Tuesday, March 6, 2012

Why do Microphone tubes cost so much?


Sometimes people wonder, when they send vintage mics in for repair, or even new production out of warranty, why tubes can cost so much. Sadly, the days of $1 tubes are over for most of us. And there is no new manufacture of useable mic tubes. Fortunately, there are still tubes available. But they must be tested, burned in, then tested again. That's after they are found. In short, there is generally a high rejection ratio for microphone tubes, due to the high impedance involved, and the sensitivity to amplify even the slightest imperfection of vacuum or molecule of gas. I've even had known, reliable preamp and guitar tube tester guys send me tubes that were "super quiet" for guitar amp or hi-fi preamp use, that were unacceptable for pro mic use. See the above photo for last year's bad tube collection, the middle yellow bin being the most expensive: the EF86 for use in U67's. With a high rejection ratio, and an average price over $25 (off the top of my head) you're looking at one expensive tube. Of course, rejection levels vary with production lot, but even then, it's no guarantee. And then there's all that labor that goes into the selection process, including the rigs you'll have to build yourself.
As an example, we recently replaced a submini tube (which can be found untested for under $100ea) in a Neumann M147, which cost  over $300. Cheaper for us to buy from Neumann USA than for us to find 30, 100 or 1000 pc and the test test them, especially since they are wire leads and not pins, therefore requiring Greater labor just to test.
Note to the wiseass who wants to comment on their "long streak of dumb luck" in finding what they call acceptably quiet mic tubes, please don't bother, I can probably prove your tubes are noisy.

Tuesday, February 21, 2012

cheap link to another blog

This week's blog is a cheap link to another blog:
It matters because it talks about the new Slash record, which, besides using a new Bock mic (not yet released to the general public), it emphasizes a real back to basics approach to making a rock record, which I endorse 100%. It's a band in a room, with chemistry, who edit by playing the song (yes you jazz guys & gals are already bored) together. That's a big deal these days, and we look forward to the final product. Eric and the band took their time to find the perfect matches of mics to instruments in a bleed-heavy environment, and kept the number of mics to  a minimum. Remember, these guys have the resources to pick ANYTHING THEY WANT, vintage, new, obscure & common. Eric played me the track you see Slash playing in the photo (nylon string, the softer side of Slash) and it is superb. The recording has all of the body you would feel if you were playing the guitar yourself, and all of the articulation you would hear if you were in front of the instrument.
More on that mic at a later date, now, time to complete preparations for our little show in NYC this Saturday, here is a link to the event:
If you are in NYC please register and I would love to meet and talk with you.

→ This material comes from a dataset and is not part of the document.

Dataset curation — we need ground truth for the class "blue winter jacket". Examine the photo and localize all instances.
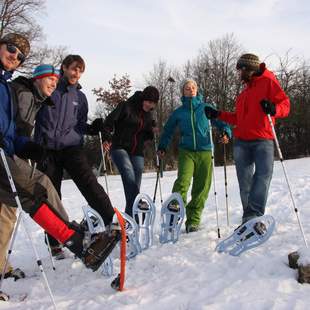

Tuesday, February 14, 2012

Grohl works the mic

This year's Grammy awards finally got me off my duff and onto the page, and I am starting my long threatened microphone blog. Sounds obscure, but once you start focusing on microphones in society, there's no turning back.
The point today is this: Dave Grohl made an awesome speech at the Grammies after he and his band Foo Fighters won their award. He talked about the essence of recording, as opposed to common production fluff. And he specifically mentions microphones. But here's the rest of the story he didn't have time to tell:
I met Dave and his wife by chance at a local LA restaurant just a few years ago. This two Michelin star restaurant is NOT where you go to be seen (as many Hollywood places are) or bring your Entourage, you go for the excellence and creativity of food and service. As we talked, he discovered that I had recorded one of his favorite San Francisco punk bands, Bomb (who I always thought was a prequel to Nirvana) and I discovered this: Dave, who had had the opportunity to use any kind of vintage mic he wanted, loved the Bock 251 because it made him work to perfect his singing, because, for the first time, he could fully hear himself. (what mic makes a singer feel they can finally hear themselves varies greatly with singer, experience, & phases of the moon) Wait, is that a backhanded compliment? No. Here's a punk who grew up and still loved music so much that he'd rather work at it than coast on it or phone it in. Besides, who insults something they spent five grand on?
So there's the little story behind the story, he and the band really do work at it. It was a pleasure to meet him and we at Bock Audio are proud to have helped Dave and Foo Fighters, and Butch Vig with their quest.